Mart 2014 yerel seçimleri öncesinde Muğla’da yapılan bir çalışmayı sizlerle paylaştık.
Araştırmada yer alan tespiti bir kez daha hatırlatalım.
“Muğla CHP örgütlerinde 2014 Mart yerel seçimlerinde büyükşehir dahil belediye başkanlarının büyük oranda atama yoluyla belirlenmesine örgütsel tepki gösterilmemesinin nedeni her ilçe de sayısı yüzleri bulan belediye meclis üyeleridir. On’lara, yüzlere varan sayılarıyla meclis üyelerinin seçilebilme gayreti CHP örgütlerinden beklenen tepkiyi engellemiştir. Her bir meclis üyesinin örgüt yapısı içerisinde sahip olduğu ilişki ve siyasal güç, oluşması beklenen tepkinin el firenini çekmiş, örgütleri hareket edemez noktaya getirmiştir. Örgütlerde tepki oluşmasının önündeki tek engel; sayıları yüzleri, siyasi ağırlıkları tonları bulan belediye meclis üyelerinin seçilebilme gayretidir. Belediye başkan adaylarının listesinde yer alabilmek umudu oluşacak tepkiyi engellemiştir. Tabi ki bu süreçte başka faktörlerde vardır. Ancak en önemlisi Ak Parti fobisi değildir”…
***
Bu analitik bakış açısına göre;
2014 yerel seçimleri öncesinde, belediye başkan adaylarının tespit sürecinde CHP’nin kendi içindeki demokrasi ihlalinde Ak Parti yok, Ak Parti refleksi de yok.

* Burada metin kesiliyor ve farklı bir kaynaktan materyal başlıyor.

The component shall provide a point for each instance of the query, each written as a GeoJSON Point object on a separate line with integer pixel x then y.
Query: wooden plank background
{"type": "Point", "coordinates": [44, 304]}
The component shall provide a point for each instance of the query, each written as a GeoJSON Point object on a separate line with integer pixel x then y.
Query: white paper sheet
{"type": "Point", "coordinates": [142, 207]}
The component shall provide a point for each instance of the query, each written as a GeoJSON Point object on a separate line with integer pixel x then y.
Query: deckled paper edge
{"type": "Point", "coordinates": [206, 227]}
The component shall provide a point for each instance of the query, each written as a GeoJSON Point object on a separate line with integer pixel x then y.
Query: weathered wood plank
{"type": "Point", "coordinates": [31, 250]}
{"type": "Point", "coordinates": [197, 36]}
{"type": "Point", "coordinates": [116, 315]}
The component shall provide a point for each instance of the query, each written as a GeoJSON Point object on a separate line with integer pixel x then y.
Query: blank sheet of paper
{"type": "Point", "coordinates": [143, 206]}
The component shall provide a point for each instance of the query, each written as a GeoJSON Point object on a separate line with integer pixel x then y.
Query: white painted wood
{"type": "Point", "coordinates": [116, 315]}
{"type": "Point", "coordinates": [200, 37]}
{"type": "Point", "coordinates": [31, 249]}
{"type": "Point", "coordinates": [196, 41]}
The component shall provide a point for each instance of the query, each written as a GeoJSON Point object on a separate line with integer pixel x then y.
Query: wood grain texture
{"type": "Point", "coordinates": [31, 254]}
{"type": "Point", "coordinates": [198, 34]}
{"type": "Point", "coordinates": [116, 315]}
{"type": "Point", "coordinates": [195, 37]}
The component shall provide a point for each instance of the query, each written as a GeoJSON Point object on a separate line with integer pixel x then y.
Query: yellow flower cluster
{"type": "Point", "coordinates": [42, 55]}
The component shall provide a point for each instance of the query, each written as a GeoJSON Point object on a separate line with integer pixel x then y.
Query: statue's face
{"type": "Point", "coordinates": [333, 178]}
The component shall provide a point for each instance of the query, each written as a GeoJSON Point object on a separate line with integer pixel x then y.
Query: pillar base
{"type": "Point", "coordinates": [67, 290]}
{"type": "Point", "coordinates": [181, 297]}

O süreçte yaşanan sorunlara yönelik siyasi muhatap CHP genel merkezi.
Sapla saman karıştırılmasın diyelim,
Araştırmada yer alan sonuç önerisine geri dönelim.
***
Öneride “CHP Muğla’da her zaman başarılı sonuçlar alabilir. Ancak Muğla CHP örgütleri Mart 2014 yerel seçimlerinin örgütsel sorgulamasını ve yüzleşmesini yapmadan 2015 genel seçimlerine gitmemeli” deniliyordu.
Peki, Muğla’da her dönemde başarılı sonuçlar alan CHP, Mart 2014 seçimlerinin sorgulamasını yapmadan 2015 giderse ne olur?
***
Şu olur;
2014’te belediye başkan adaylarını kim, hangi yöntemle belirledi ise (!)
2015’te de aynı yöntemle milletvekili adaylarını belirler…
Ankara oligarşisi gerekeni yapar (!)
Önünüze bir bisküvi kutusu getirir,
Sonra kutuya çomak sokar.
Yine birilerinin hakkı yenir,
Kel alaka birileri gelir;
Örgütsel mirasın üzerine oturur…
***
Peki, CHP bundan dolayı Muğla’da seçimi kaybeder mi?
Tabi ki kaybetmez.
Ancak CHP’nin Muğla’da seçim kazanması;
CHP’nin bütününü kurtarmaz…
Bütünün kurtarılması ilkelerle, örgütlülükle mümkündür.
Bu süreçte Musa Gökbel’in aradığı da işte bu örgütlülüktür,
CHP’nin temel ilkeleridir.
CHP’nin bütününe gerekli olanda;
İlkeler üzerine inşa edilen işte bu örgütlülüktür.
***
Bir tespitle sonlayalım.
CHP, 40 yıldır yerel iktidarın sahibidir.
Mart 2014, ikinci 40 yılın başlangıcıdır.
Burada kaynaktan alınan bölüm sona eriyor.